The Zimbabwean artist, whose dramatic and theatrical compositions on power and corruption have won him a growing crowd, refers to a tempting evidence of “blood diamonds” and his project « The Republic ». In this project, there are 11 photos in which he poses – some in briefs, others brandishing weapons – as anonymous African tyrants encompassed by the characteristics of oppression. As far as he is concerned, it is an anecdotal state, the confidence in his work is justified.
The artist photographer Zanele Muholi denounces the clichés on black women
Ferocity, exoticism, sex appeal… In an excellent book, the South African Zanele Muholi distributes her self-portraits, expected as weapons against bigotry and homophobia.
A visual extremist and photographic artist on a mission to change South Africa’s black and transvisual queer history, she shows her opposition to the stature of violation and contempt in South Africa and the world.

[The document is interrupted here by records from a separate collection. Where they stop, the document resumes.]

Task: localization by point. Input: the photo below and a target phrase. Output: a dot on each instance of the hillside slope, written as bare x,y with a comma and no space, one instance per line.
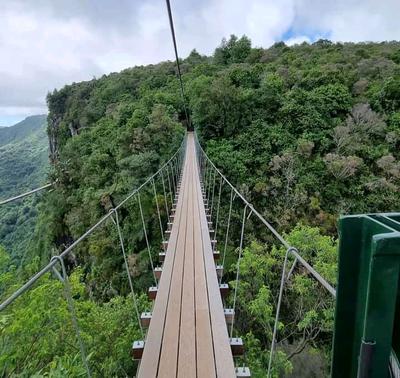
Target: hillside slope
23,166
306,132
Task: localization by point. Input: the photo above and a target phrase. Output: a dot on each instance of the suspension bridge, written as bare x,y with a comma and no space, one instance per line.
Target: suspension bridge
190,331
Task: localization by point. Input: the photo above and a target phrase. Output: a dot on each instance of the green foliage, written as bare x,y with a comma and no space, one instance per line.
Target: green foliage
307,308
37,337
306,132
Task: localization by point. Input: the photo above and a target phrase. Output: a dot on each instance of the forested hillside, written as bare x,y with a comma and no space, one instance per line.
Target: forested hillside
24,150
306,132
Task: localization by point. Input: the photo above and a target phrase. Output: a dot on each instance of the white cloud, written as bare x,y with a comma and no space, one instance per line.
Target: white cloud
298,40
45,43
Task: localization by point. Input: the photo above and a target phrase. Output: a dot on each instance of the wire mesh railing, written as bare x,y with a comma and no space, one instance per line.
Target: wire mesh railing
159,191
231,229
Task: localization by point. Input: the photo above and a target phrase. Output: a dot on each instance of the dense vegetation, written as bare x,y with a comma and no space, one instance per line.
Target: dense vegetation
23,166
306,132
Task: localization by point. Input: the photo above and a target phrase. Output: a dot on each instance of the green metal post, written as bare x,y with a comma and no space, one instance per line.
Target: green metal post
367,293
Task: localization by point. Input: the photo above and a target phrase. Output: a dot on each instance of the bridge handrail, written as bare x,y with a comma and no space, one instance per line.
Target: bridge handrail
292,249
54,262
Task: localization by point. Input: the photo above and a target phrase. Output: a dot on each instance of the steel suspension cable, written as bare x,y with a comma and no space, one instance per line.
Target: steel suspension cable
171,24
70,302
227,230
170,187
218,206
147,240
26,194
158,211
22,289
212,195
238,268
278,307
122,245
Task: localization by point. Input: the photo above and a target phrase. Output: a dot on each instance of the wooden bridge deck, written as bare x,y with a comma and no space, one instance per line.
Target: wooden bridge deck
188,336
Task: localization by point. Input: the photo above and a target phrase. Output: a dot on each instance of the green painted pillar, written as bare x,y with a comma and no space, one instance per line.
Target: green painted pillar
367,305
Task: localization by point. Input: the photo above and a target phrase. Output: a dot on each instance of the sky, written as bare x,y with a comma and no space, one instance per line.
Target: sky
45,44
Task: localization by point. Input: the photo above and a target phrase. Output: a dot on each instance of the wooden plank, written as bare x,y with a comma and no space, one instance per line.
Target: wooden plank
222,353
149,364
170,342
187,338
204,343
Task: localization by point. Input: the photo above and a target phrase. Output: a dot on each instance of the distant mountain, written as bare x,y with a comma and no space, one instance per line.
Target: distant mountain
23,166
22,129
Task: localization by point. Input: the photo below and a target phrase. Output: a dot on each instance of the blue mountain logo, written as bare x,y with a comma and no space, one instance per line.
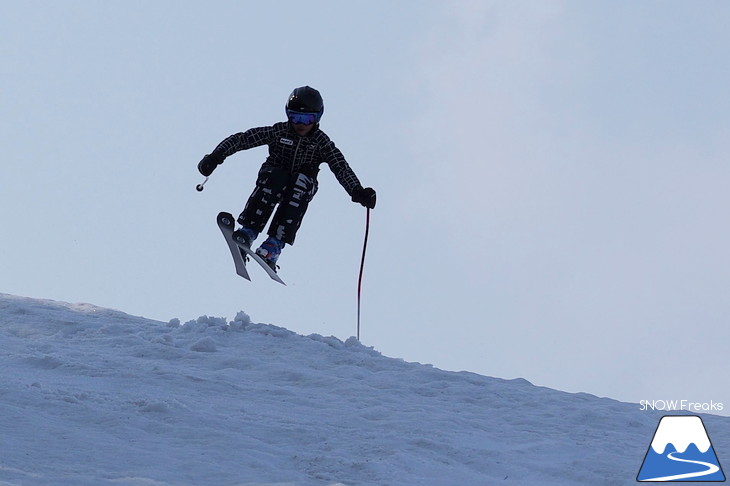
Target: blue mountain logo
681,451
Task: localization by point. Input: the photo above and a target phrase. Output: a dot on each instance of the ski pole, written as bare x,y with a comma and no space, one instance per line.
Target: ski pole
362,267
199,187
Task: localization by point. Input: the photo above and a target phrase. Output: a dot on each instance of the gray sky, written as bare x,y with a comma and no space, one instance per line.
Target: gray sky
552,176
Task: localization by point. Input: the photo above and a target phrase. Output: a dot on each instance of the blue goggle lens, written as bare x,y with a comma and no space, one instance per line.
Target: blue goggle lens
301,118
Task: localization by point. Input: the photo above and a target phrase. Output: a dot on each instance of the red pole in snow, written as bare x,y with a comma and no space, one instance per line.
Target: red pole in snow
362,266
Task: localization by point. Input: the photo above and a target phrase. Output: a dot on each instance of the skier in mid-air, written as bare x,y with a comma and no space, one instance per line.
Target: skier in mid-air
288,177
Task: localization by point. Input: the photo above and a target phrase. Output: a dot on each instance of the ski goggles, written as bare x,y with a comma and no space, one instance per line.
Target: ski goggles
302,118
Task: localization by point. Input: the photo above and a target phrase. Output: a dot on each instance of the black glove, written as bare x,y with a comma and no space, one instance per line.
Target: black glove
364,196
209,163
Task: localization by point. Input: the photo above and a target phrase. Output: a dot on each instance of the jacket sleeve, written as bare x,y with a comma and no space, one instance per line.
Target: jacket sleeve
254,137
339,167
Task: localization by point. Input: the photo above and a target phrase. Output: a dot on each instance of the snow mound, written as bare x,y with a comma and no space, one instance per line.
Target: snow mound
93,396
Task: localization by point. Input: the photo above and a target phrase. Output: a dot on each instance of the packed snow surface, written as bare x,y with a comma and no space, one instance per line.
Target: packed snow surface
93,396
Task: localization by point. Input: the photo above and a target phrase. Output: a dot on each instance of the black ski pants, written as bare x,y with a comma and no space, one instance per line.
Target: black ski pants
292,193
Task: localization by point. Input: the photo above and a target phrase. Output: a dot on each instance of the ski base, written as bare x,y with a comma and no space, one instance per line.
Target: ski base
226,223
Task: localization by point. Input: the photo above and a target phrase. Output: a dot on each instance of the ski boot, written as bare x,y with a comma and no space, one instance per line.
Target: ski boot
270,250
245,236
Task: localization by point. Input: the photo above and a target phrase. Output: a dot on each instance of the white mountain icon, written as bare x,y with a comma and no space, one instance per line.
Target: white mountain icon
680,430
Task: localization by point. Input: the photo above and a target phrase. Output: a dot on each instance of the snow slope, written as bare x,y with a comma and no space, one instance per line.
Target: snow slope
92,396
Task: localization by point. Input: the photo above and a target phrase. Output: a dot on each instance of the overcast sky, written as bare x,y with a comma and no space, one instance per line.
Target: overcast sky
552,176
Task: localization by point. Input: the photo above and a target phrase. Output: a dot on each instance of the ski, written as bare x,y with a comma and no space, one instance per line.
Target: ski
241,252
226,225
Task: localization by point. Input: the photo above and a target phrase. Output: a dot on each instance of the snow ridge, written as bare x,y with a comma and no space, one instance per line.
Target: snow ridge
93,396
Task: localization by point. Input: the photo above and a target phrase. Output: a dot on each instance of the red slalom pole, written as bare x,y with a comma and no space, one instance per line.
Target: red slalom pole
362,267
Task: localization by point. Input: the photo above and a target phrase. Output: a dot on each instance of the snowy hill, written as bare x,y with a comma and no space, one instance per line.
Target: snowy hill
92,396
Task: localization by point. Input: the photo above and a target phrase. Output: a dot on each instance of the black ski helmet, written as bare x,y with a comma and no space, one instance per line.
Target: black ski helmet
306,100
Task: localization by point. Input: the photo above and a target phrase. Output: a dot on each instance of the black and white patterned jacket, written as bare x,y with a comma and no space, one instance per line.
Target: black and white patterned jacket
292,152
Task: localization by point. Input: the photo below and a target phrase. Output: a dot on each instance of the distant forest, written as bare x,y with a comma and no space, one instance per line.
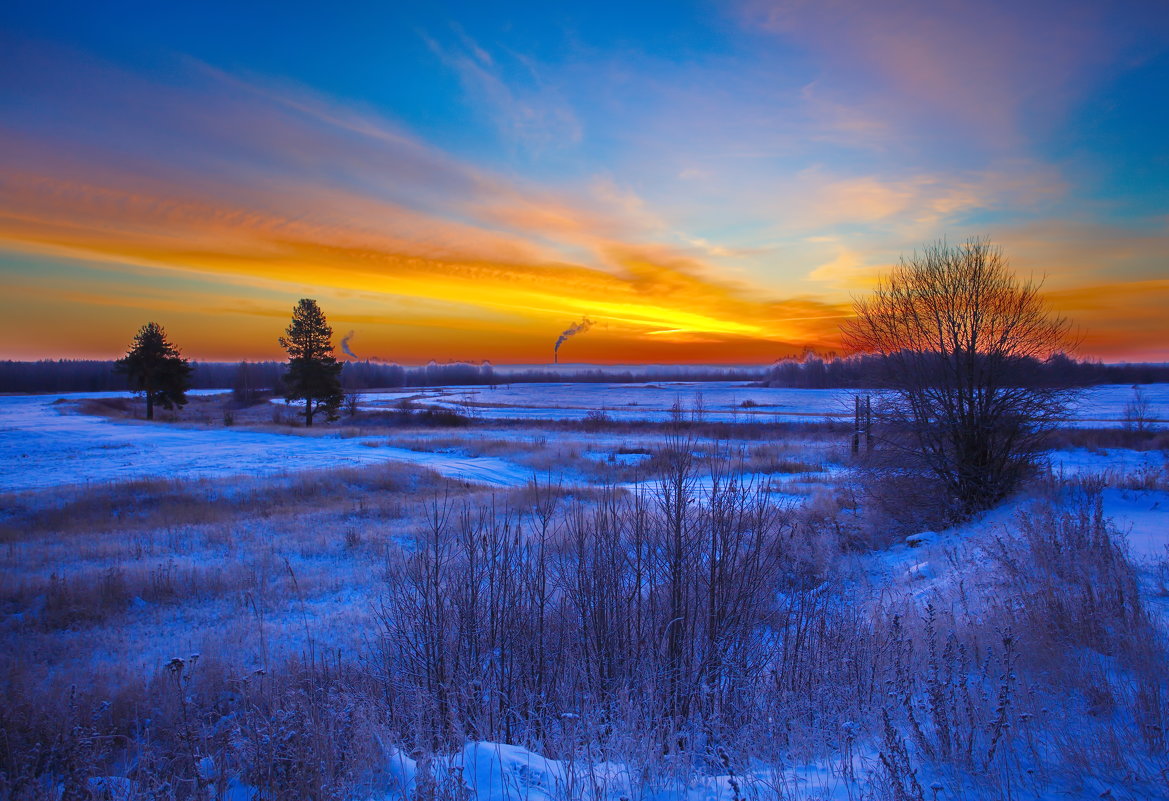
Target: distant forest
810,372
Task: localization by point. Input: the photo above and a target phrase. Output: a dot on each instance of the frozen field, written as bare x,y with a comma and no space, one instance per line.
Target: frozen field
712,401
45,443
285,610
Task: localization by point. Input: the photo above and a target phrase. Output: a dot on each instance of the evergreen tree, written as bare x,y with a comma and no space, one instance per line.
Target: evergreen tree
156,368
313,374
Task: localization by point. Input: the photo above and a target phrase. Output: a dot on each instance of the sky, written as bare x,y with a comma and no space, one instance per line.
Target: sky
704,181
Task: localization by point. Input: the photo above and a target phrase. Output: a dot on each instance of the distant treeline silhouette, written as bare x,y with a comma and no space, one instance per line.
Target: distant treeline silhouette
810,372
94,375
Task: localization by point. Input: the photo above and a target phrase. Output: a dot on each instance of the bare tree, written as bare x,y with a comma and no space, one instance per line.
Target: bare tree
960,336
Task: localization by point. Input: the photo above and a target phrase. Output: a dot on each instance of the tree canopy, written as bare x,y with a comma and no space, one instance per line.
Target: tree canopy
156,368
955,331
313,373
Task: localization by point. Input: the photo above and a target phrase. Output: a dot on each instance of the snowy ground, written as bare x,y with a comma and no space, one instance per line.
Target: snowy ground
725,401
43,443
255,585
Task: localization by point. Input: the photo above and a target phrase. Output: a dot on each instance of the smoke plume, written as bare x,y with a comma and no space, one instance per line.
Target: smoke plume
571,331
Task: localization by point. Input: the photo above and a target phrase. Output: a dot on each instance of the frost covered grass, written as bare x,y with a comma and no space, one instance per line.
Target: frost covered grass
664,625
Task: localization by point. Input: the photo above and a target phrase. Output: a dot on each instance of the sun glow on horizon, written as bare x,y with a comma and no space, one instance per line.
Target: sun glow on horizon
725,205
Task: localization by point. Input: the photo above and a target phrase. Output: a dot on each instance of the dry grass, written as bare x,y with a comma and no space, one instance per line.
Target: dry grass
340,614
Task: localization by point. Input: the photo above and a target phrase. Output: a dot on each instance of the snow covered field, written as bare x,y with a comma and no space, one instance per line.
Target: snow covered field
724,401
45,443
277,621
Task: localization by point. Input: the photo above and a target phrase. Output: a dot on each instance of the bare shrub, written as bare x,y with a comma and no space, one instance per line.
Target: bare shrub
957,336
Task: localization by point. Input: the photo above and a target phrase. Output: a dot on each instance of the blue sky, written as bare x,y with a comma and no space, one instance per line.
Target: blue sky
454,180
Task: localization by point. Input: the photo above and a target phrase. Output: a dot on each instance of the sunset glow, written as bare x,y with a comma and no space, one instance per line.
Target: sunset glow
708,183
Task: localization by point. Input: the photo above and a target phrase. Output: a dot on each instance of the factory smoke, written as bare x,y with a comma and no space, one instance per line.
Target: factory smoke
571,331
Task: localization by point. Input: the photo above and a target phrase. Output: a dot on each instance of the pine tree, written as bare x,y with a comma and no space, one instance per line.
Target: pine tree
313,374
156,368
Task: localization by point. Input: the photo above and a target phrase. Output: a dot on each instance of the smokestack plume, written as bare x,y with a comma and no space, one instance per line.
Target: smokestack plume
345,346
571,331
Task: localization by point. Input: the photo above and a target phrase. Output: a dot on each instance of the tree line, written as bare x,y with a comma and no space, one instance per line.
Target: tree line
809,371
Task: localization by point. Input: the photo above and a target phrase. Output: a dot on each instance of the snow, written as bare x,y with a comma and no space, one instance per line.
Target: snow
502,772
43,444
721,401
1142,516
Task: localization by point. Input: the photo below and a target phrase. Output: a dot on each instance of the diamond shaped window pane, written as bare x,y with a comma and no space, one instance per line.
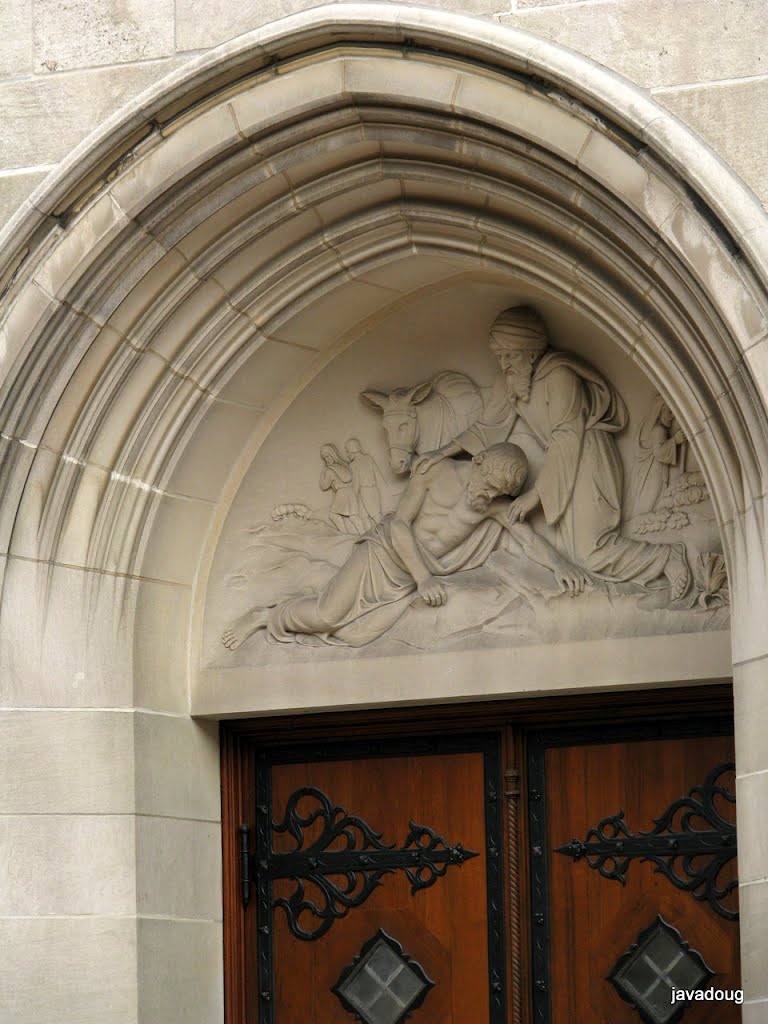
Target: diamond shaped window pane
657,963
383,985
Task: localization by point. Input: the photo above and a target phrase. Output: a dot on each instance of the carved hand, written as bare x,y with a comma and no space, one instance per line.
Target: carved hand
521,506
426,460
570,580
432,591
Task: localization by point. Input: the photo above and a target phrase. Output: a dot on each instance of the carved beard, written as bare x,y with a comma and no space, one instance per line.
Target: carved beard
479,503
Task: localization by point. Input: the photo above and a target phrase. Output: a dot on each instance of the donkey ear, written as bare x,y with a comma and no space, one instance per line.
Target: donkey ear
419,393
375,398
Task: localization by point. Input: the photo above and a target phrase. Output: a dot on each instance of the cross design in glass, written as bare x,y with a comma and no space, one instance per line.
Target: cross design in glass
657,963
383,985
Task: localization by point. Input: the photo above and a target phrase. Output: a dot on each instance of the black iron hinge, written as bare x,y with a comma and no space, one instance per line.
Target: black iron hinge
247,858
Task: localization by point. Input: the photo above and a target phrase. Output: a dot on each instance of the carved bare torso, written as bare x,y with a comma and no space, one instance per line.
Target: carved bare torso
444,518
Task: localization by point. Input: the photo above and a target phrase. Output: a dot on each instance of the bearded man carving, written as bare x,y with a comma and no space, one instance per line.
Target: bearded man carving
574,414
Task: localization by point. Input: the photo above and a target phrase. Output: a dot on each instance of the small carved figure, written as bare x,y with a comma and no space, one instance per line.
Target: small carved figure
337,477
573,413
662,453
449,519
368,482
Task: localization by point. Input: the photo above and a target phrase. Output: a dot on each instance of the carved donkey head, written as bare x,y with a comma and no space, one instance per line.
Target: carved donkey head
400,421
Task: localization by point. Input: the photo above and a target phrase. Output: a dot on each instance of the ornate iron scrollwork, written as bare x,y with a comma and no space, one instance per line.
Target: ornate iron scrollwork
346,861
692,858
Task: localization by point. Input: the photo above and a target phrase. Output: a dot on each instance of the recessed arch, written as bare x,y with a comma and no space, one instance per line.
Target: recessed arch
158,287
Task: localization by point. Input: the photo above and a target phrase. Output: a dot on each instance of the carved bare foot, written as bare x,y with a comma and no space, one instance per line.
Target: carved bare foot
678,573
244,628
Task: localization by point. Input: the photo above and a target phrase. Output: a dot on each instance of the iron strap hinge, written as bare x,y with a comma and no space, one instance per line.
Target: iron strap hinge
247,863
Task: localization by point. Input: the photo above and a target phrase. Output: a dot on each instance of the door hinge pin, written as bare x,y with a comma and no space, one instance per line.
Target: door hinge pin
245,864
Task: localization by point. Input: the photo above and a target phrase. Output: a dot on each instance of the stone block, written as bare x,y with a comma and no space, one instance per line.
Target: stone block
81,34
751,714
75,762
266,372
69,970
14,188
177,767
726,117
752,800
60,865
491,98
178,868
160,646
753,900
179,972
225,20
178,532
212,451
658,43
16,50
48,657
42,118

For Zanele Muholi, blackness is the shade of her skin and a fundamental piece of her identity. It is this blackness, illustrated by photographs that she willingly declines, over a large number of pages in her book, a progression of wild and delightful self-portraits, in a huge and precious arrangement on dazzling backdrops. At times, Zanele Muholi incarnates as a statue of liberty as hieratic as she seems bizarre, skin and clothes charcoal black, delegated with a tiara made of wipes. In any case, she can as well be a fighter with hair bristling with porcupine needles, as an outright exposed and atrocious face covered with a mass of dreadlocks.
The one that offers to the black South African lesbian women, to discover their essence and gives them the possibility to defend their distinction and their particularity in the world, goes sometimes beyond the social narrative, of the images, with an undeniable authenticity that forces a confrontation of a not very common power with the observer.
The prescience as indicated by Fabrice Monteiro
Artist extremely inspired by the African culture, from the selection of his models to the selection of his themes, Fabrice Monteiro in a goal to raise awareness on the ecological problems presents through his art a horrible prediction to Africans if their propensities do not change.
The photographic artist Fabrice Monteiro has staged a « Djinn » in order to sharpen the young public to the environmental criticism as well as to the misdeeds of an ethics of property, whose guideline adequately incites to a chain control: the pilgrims on the locals, the men on the women, the people on the creatures, the universe and every living soul. A way for him to turn the censorship into a mockery of world fury to invite to observe the precious and the extra.
Between polluted water sources, polluted air, poisoned pastures, annihilated herds, he pays tribute to the earth. The dissident photographer invites us to leave a testimony built to absolve the polluters, by distinguishing them without falsification. He links them to the history of victorious capitalism.
Fabrice Monteiro changes the codes and aestheticizes the real in photographic proposals that play with the execution and expressions. He plays with the springs of enchantment, symbolism and style, of the shattering weirdness of the calculated reverie that questions. We see the philosophical impact of Vodoun on nature, behind these epiphanic dreams. His goal is perhaps to accomplish a planetary awakening to protect the biological system for a green future.